As much as I would love to claim that Gassée is flat out full of hot air (apologies for the pun) I must admit he raises some valid points. In 2011 mobile advertising was roughly a $1 billion business, compared to the $32 billion market for all around internet ads. Technologies such as television and the original web were able to generate much greater percentages of ad revenue in their first five years than mobile has, so it is easy to see where Gassée is coming from. What is also easy to forget that sometimes it takes even the greatest technological and creative minds a little longer than expected to figure out how to take advantage of a new innovation’s potential.
Something we try to hammer home all the time is that mobile advertising is only effective when it is done in creative or interesting ways. Placing staid banner ads in mobile apps will do little more than annoy users and cause them to close out your ad before it ever gets read. Bringing in some elements of interactive content will be far more effective, and slowly but surely we are seeing this take place. Take for example the folks at Toyota, who created a simple puzzle game that launched users to a landing page for the new Rav 4, which promoted the car’s ability to “save some time.”
Mobile advertisers also have a nasty habit of thinking their job is done as soon as the ad is made. Time and time again we are seeing mobile ads that launch into desktop websites, giving users a poor experience on their mobile devices. Companies like Boar’s Head have felt the sting of underestimating mobile optimization, and are now finally beginning to figure out the formula for success.
When it comes down to it, the solution to the mobile monetization struggle may simply be finding the right avenue to direct mobile ad spend. Currently, 62% of mobile ad revenue is coming from mobile searches versus only 28% from display ads. What this means is that advertisers need to take advantage of the fact that mobile users are more likely to access ads while browsing than they are while they are already engaged. Naturally, this lends to the explanation of why Facebook continues to struggle with mobile monetization, and the folks over at Twitter are reporting success in the medium.

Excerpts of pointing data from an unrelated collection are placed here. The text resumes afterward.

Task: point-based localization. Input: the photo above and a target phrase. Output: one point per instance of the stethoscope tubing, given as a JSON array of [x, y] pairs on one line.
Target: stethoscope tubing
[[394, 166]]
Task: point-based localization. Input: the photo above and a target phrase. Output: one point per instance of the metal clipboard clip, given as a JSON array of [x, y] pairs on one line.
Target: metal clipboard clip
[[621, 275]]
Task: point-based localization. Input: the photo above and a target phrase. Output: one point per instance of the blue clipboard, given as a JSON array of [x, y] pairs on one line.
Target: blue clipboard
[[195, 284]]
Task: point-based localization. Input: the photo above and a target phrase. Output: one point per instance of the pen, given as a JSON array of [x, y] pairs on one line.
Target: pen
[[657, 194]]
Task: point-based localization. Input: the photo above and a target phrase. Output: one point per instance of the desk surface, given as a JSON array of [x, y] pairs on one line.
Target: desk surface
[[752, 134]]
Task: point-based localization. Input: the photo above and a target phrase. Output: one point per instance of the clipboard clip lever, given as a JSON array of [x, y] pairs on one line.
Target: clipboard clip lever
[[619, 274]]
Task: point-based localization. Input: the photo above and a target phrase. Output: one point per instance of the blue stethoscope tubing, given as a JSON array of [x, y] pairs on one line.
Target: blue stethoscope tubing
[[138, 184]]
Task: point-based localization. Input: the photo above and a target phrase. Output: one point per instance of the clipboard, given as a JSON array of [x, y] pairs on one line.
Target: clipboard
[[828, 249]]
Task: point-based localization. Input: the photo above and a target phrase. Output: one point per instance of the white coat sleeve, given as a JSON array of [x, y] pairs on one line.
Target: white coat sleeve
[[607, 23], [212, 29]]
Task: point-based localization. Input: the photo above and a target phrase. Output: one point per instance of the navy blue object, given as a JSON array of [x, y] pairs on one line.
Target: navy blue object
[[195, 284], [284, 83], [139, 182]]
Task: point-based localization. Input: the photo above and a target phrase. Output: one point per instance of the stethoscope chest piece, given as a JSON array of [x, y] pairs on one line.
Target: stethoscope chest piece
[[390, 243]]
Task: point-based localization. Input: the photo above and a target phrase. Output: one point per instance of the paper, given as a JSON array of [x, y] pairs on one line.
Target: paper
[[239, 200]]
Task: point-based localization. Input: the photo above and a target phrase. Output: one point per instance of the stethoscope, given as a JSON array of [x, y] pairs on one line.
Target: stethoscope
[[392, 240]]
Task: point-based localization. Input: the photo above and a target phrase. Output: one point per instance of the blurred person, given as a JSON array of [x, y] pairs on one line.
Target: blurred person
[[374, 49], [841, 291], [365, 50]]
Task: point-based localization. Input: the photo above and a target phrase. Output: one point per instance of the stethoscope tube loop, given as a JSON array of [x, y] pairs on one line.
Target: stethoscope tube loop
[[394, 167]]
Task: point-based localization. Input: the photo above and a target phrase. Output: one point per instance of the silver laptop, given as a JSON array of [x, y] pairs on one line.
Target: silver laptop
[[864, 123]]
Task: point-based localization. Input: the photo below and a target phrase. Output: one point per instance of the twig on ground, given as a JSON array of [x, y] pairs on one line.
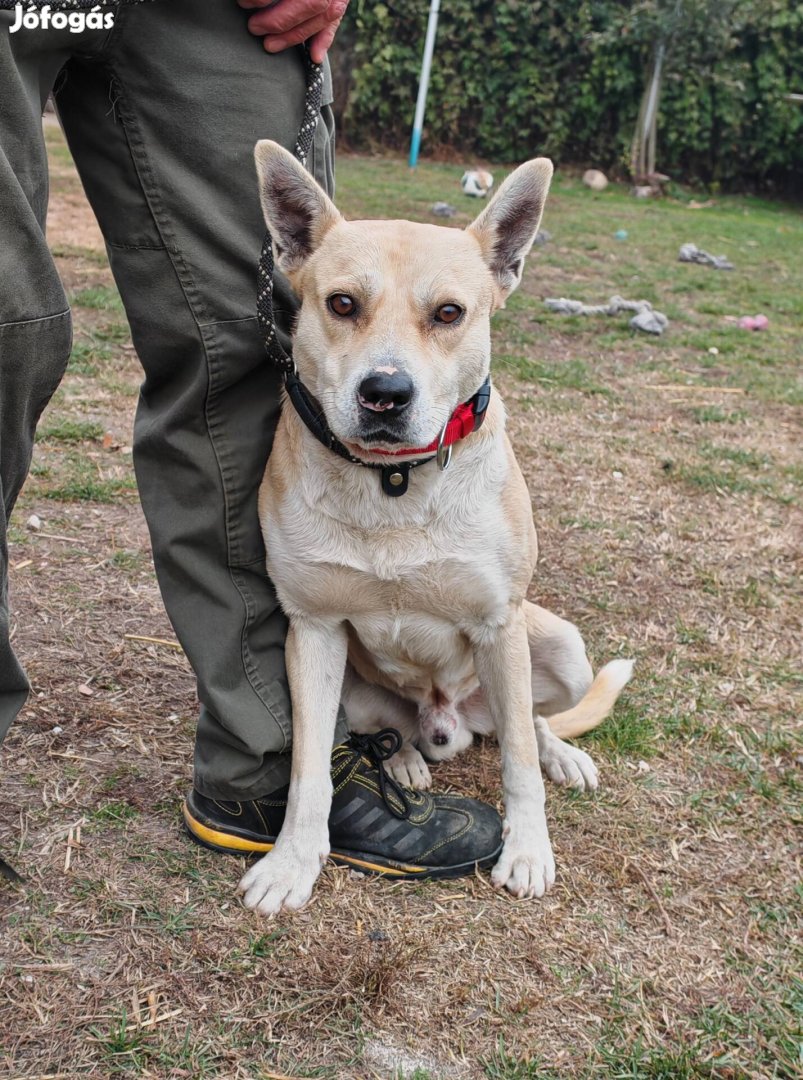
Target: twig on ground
[[152, 640], [709, 390], [656, 900]]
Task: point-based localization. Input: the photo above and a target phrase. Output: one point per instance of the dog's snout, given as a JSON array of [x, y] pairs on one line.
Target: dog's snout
[[382, 392]]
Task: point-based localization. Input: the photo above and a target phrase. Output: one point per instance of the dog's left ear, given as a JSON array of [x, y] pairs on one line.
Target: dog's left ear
[[297, 210], [507, 226]]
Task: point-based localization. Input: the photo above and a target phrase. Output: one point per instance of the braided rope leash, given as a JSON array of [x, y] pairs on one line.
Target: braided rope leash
[[264, 289]]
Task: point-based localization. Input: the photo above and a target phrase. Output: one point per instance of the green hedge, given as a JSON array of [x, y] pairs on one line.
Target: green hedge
[[513, 79]]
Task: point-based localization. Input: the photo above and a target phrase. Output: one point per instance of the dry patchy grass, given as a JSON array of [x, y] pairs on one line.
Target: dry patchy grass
[[668, 526]]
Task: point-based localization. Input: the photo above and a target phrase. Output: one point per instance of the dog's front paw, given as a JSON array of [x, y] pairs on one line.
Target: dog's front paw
[[568, 766], [408, 768], [525, 869], [283, 878]]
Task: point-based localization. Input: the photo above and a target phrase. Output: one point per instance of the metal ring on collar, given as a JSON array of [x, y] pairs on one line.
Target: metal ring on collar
[[444, 455]]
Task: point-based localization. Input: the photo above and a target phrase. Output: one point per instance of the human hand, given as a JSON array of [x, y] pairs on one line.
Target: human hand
[[286, 23]]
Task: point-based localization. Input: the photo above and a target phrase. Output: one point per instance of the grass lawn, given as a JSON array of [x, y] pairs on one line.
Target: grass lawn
[[665, 476]]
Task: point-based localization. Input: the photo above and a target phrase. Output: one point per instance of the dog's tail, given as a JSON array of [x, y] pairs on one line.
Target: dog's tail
[[598, 702]]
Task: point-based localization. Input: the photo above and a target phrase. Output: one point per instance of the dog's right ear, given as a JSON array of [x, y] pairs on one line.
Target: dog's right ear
[[297, 211]]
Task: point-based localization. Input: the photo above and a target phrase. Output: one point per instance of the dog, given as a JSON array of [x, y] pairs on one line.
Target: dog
[[421, 594], [567, 702]]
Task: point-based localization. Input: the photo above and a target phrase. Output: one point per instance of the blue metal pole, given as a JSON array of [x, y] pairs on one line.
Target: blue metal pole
[[418, 123]]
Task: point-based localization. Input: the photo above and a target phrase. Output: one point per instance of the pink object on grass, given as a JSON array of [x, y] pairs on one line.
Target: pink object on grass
[[753, 322]]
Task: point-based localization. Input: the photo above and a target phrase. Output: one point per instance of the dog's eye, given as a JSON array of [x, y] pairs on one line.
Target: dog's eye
[[448, 313], [341, 305]]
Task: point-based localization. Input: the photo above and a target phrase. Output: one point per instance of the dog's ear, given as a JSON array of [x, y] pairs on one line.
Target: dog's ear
[[297, 211], [507, 226]]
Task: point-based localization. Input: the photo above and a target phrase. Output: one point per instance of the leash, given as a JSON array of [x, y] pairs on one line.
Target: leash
[[394, 476]]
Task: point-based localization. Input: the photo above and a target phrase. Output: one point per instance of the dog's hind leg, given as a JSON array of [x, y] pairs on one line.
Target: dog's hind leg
[[370, 707], [561, 675], [560, 671]]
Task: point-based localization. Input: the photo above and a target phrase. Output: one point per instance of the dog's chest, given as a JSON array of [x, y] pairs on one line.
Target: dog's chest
[[343, 570]]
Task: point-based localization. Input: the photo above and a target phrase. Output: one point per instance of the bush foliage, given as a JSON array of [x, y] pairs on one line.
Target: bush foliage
[[516, 78]]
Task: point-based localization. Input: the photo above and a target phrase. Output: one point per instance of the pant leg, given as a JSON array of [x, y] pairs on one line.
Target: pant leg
[[35, 320], [162, 126]]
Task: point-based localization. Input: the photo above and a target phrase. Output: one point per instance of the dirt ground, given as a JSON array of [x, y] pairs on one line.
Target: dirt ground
[[664, 478]]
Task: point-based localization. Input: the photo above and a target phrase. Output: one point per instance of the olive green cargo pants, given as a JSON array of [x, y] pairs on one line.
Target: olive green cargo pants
[[161, 113]]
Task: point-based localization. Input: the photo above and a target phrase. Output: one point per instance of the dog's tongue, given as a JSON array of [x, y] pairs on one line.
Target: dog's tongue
[[376, 406]]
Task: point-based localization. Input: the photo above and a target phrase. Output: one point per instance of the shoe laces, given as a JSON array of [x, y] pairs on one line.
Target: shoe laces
[[379, 748]]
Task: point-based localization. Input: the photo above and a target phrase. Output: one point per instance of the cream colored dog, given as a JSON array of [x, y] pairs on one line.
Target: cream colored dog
[[421, 597]]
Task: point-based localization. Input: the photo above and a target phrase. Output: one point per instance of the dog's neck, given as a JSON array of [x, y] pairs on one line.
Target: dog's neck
[[353, 494]]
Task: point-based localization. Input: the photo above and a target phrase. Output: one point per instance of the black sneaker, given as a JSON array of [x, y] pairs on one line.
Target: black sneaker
[[376, 825]]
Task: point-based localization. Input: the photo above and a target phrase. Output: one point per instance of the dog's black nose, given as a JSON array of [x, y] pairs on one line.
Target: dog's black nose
[[383, 392]]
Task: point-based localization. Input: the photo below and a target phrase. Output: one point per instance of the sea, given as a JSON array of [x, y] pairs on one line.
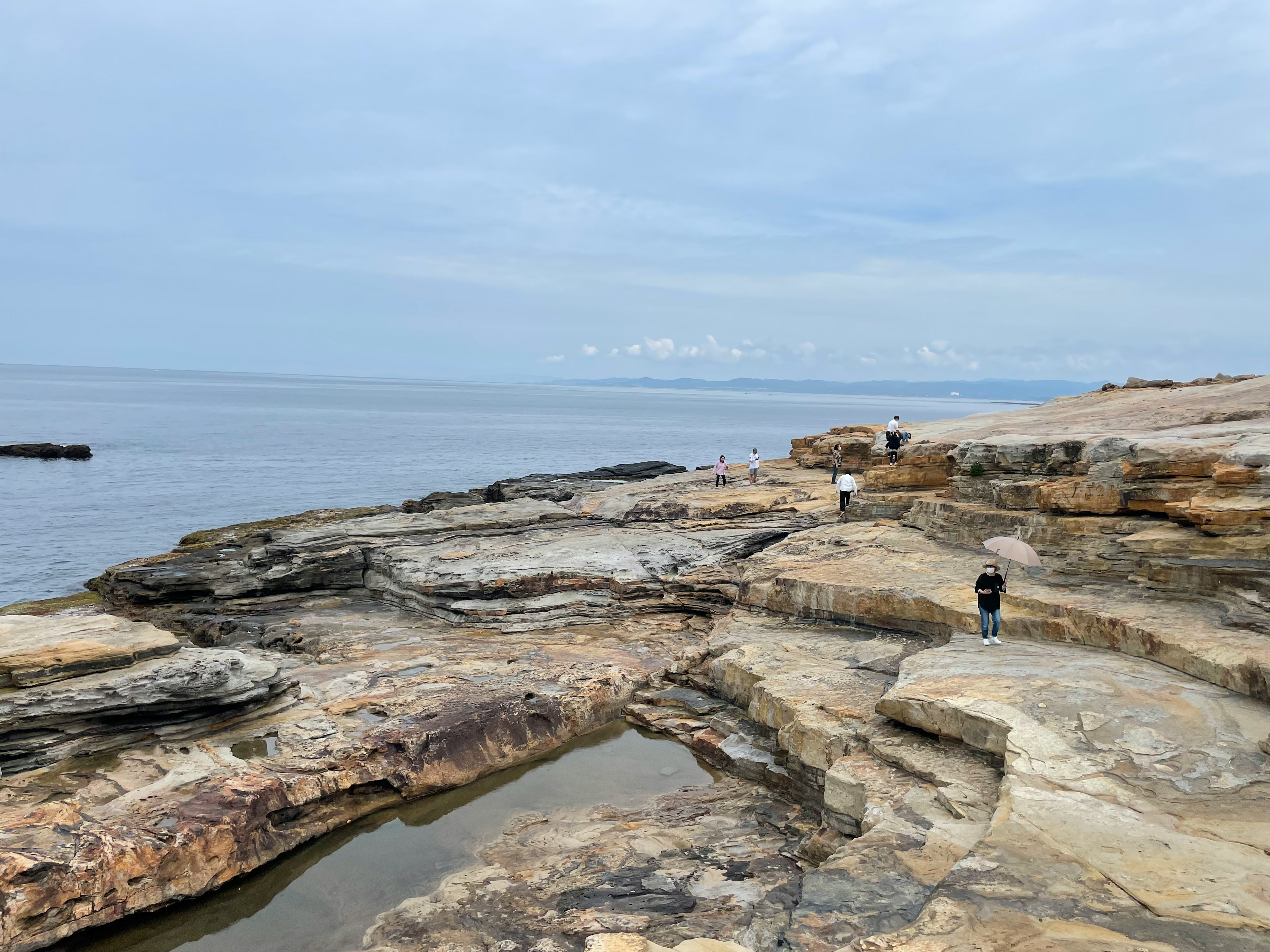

To me, this is a perfect example of a technology that outpaces the people who will use it. We see another example of this everyday with our QR code generator, as the potential of the QR code to connect out-of-home advertising to the mobile web is enormous but it has been very slow to be adopted. I could go on and on with this list, from the likes of the laser disk, to the now famous story of Wendell Weeks, who’s company, Corning Glass, developed an ionized substance dubbed “Gorilla Glass” in the 1960s that never seemed to find a market until some guy named Steve Jobs decided it would be the perfect fit for the touchscreens he wanted to include in the first iPhone.
So for now, mobile advertising may be something of a mirage indeed, but in time, as creative marketers begin to take hold of right reigns, I’d wager the mobile market will reach its potential sooner than we think.